Apply Directly through Our Website

When you find a suitable opening like Data Engineer at Diffractive Labs, make sure to apply directly through our website. It gives you an edge and shows you're keen to join our team. Plus, who doesn’t love a direct application? It’s easier than navigating through job boards!

We think you need these skills to ace Data Engineer

Data Architecture
Large-Scale Data Pipelines
Machine Learning Pipelines
Python
Workflow Orchestration Frameworks
Dataset Lineage
Versioning Tools

Some tips for your application 🫡

Show Off Your Projects:In the world of data science, your projects can speak volumes about your skills. Make sure to showcase a few key projects in your CV or portfolio, especially those that highlight your ability to work with data sets, build models, or use relevant tools like Python, R, or SQL. Don’t forget to include links to any GitHub repositories if applicable!

Quantify Your Achievements:Employers love numbers! When drafting your CV, highlight your achievements with quantifiable results. For instance, mention how your data analysis led to a certain percentage increase in efficiency or revenue at a previous job or project. These details can really make your application pop!

Craft a Tailored Cover Letter:For a full-time role at Diffractive Labs, your cover letter should reflect your passion for data science and your excitement about the specific projects or values of the company. Dive into why you’re a good fit, how your skills align with their needs, and any unique perspectives you can bring to the team.
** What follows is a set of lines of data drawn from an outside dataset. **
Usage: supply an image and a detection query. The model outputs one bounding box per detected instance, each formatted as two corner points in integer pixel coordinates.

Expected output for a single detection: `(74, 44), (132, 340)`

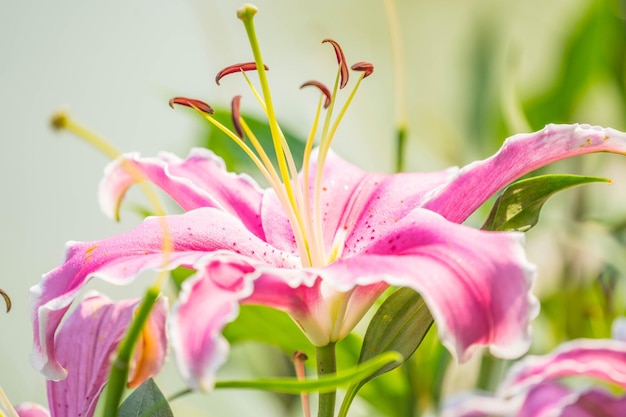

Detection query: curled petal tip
(322, 38), (350, 88)
(300, 80), (331, 109)
(350, 61), (374, 78)
(170, 97), (214, 114)
(215, 62), (269, 85)
(230, 96), (244, 139)
(0, 289), (11, 313)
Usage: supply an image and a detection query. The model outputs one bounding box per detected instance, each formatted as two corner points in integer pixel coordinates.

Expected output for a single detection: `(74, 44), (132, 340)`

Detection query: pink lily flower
(19, 294), (167, 417)
(443, 339), (626, 417)
(33, 118), (626, 389)
(32, 6), (626, 390)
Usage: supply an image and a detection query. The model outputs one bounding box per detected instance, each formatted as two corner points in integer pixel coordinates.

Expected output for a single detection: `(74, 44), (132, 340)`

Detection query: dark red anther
(322, 39), (350, 88)
(215, 62), (269, 85)
(170, 97), (214, 114)
(300, 80), (331, 109)
(350, 61), (374, 78)
(230, 96), (245, 139)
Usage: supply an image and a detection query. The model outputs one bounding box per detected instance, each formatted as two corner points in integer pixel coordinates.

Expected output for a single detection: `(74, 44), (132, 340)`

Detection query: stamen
(291, 350), (311, 417)
(322, 38), (350, 88)
(300, 80), (331, 109)
(350, 61), (374, 78)
(170, 97), (215, 114)
(215, 62), (269, 85)
(0, 289), (11, 313)
(230, 96), (245, 139)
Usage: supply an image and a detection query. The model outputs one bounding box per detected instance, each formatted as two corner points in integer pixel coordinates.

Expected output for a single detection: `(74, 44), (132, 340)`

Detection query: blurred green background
(0, 0), (626, 416)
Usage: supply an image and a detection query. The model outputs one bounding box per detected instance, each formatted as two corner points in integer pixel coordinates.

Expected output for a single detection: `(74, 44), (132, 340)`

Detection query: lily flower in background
(442, 319), (626, 417)
(32, 6), (626, 390)
(13, 293), (167, 417)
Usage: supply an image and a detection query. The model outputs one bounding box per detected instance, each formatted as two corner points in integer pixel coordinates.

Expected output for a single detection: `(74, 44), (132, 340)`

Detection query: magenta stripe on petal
(169, 254), (255, 391)
(500, 339), (626, 395)
(424, 124), (626, 223)
(31, 208), (299, 379)
(47, 294), (167, 417)
(313, 209), (538, 361)
(99, 148), (263, 238)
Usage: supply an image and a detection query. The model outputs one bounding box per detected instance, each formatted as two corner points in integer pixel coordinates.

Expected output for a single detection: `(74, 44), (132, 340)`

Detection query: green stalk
(396, 123), (408, 172)
(316, 342), (337, 417)
(103, 287), (160, 417)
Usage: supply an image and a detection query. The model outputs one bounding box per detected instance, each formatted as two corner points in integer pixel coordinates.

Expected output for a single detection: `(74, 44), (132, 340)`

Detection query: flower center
(170, 5), (374, 267)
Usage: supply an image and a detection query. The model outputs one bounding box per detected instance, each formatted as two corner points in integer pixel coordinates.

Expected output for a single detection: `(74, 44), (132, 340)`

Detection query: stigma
(170, 6), (374, 267)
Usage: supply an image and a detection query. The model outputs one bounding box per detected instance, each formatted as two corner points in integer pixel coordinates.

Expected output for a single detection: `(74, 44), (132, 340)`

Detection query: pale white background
(0, 0), (587, 416)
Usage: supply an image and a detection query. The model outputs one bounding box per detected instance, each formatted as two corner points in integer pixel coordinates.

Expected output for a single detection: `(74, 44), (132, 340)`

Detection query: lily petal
(47, 294), (167, 417)
(550, 389), (626, 417)
(31, 208), (300, 379)
(99, 148), (263, 238)
(499, 339), (626, 395)
(312, 209), (538, 361)
(169, 254), (255, 391)
(424, 124), (626, 223)
(14, 403), (50, 417)
(262, 149), (458, 253)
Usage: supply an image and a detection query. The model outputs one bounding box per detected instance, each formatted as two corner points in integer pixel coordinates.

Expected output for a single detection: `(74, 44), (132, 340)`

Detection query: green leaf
(339, 288), (433, 415)
(118, 378), (174, 417)
(223, 305), (315, 358)
(204, 109), (305, 179)
(215, 352), (404, 394)
(482, 175), (611, 232)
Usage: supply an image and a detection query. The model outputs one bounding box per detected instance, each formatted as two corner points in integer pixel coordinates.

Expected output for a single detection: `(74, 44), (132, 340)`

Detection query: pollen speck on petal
(322, 38), (350, 88)
(350, 61), (374, 78)
(215, 62), (269, 85)
(300, 80), (331, 109)
(170, 97), (214, 114)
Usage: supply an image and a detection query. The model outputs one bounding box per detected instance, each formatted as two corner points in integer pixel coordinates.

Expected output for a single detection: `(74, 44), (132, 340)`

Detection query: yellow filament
(0, 387), (19, 417)
(313, 68), (341, 263)
(242, 71), (311, 250)
(302, 94), (324, 262)
(325, 74), (365, 146)
(240, 118), (312, 266)
(52, 113), (173, 288)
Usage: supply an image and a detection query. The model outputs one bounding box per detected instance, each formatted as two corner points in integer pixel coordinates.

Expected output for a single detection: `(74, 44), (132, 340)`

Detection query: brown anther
(350, 61), (374, 78)
(215, 62), (269, 85)
(50, 111), (69, 130)
(322, 39), (350, 88)
(230, 96), (244, 139)
(0, 289), (11, 313)
(170, 97), (215, 114)
(300, 80), (331, 109)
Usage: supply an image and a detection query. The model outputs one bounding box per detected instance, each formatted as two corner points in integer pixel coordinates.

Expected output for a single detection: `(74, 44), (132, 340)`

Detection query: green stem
(316, 342), (337, 417)
(103, 287), (160, 417)
(396, 124), (408, 172)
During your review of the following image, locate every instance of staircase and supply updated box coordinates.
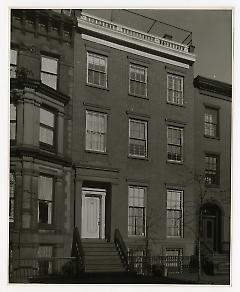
[203,253,230,275]
[82,239,125,273]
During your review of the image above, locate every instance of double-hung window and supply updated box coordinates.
[86,110,107,152]
[129,119,147,157]
[205,154,219,185]
[128,186,146,236]
[167,75,183,105]
[204,107,218,138]
[39,108,55,148]
[167,190,183,237]
[10,103,17,141]
[10,49,18,78]
[87,52,107,88]
[37,245,53,276]
[167,126,183,162]
[41,56,58,89]
[9,172,16,222]
[38,175,54,225]
[129,64,147,97]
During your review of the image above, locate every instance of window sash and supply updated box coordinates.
[129,64,147,97]
[167,190,183,237]
[86,111,107,152]
[167,127,183,162]
[38,175,53,224]
[205,155,219,185]
[10,49,18,78]
[87,53,107,88]
[9,172,16,222]
[204,108,218,137]
[41,56,58,89]
[167,75,183,105]
[128,186,146,236]
[129,119,147,157]
[10,103,17,140]
[39,108,55,146]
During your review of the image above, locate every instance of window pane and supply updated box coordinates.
[41,72,57,89]
[41,56,58,74]
[40,108,54,127]
[38,176,53,201]
[10,49,17,65]
[10,103,16,121]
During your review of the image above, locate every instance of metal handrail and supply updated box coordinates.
[114,229,129,271]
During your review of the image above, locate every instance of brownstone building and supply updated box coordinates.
[10,9,231,280]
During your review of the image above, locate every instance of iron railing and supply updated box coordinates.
[114,229,129,271]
Stand Out with Relevant Courses and Certifications:Although experience talks, relevant courses or certifications can be your ticket to impressing hiring managers at Diffractive Labs. Mention any standout courses you've completed that equipped you with essential skills, such as machine learning certifications or data visualisation courses. This shows your commitment to continuously developing your skills in the field!

How to prepare for a job interview at Diffractive Labs

Brush Up on Your Statistics

For a data science role, we need to seriously sharpen our statistics skills. Get ready to tackle technical questions on probability distributions, hypothesis testing, and regression analysis. These are often the bread and butter of data science interviews, so don't just skim over them!

Showcase Your Projects

Prepare a killer portfolio showcasing your data science projects. We should include details about the datasets used, the tools and techniques applied, and the impact of your findings. If we can walk them through a particularly challenging project or a cool visualisation that had real-world implications, it’ll really make us stand out!

Get Comfortable with Python and R

Most data science positions require us to be proficient in programming languages like Python and R. We should practice common libraries like pandas, NumPy, and scikit-learn, and be ready for live coding exercises or algorithm questions. Showing off our coding chops can really impress the interviewers at Diffractive Labs!

Prepare for Case Studies

Expect to encounter real-world case studies during the interview. We might be asked how we’d approach a data problem or analyse a dataset to extract insights. It's essential to think out loud and demonstrate our problem-solving process so that the interviewer can see our logical thinking in action.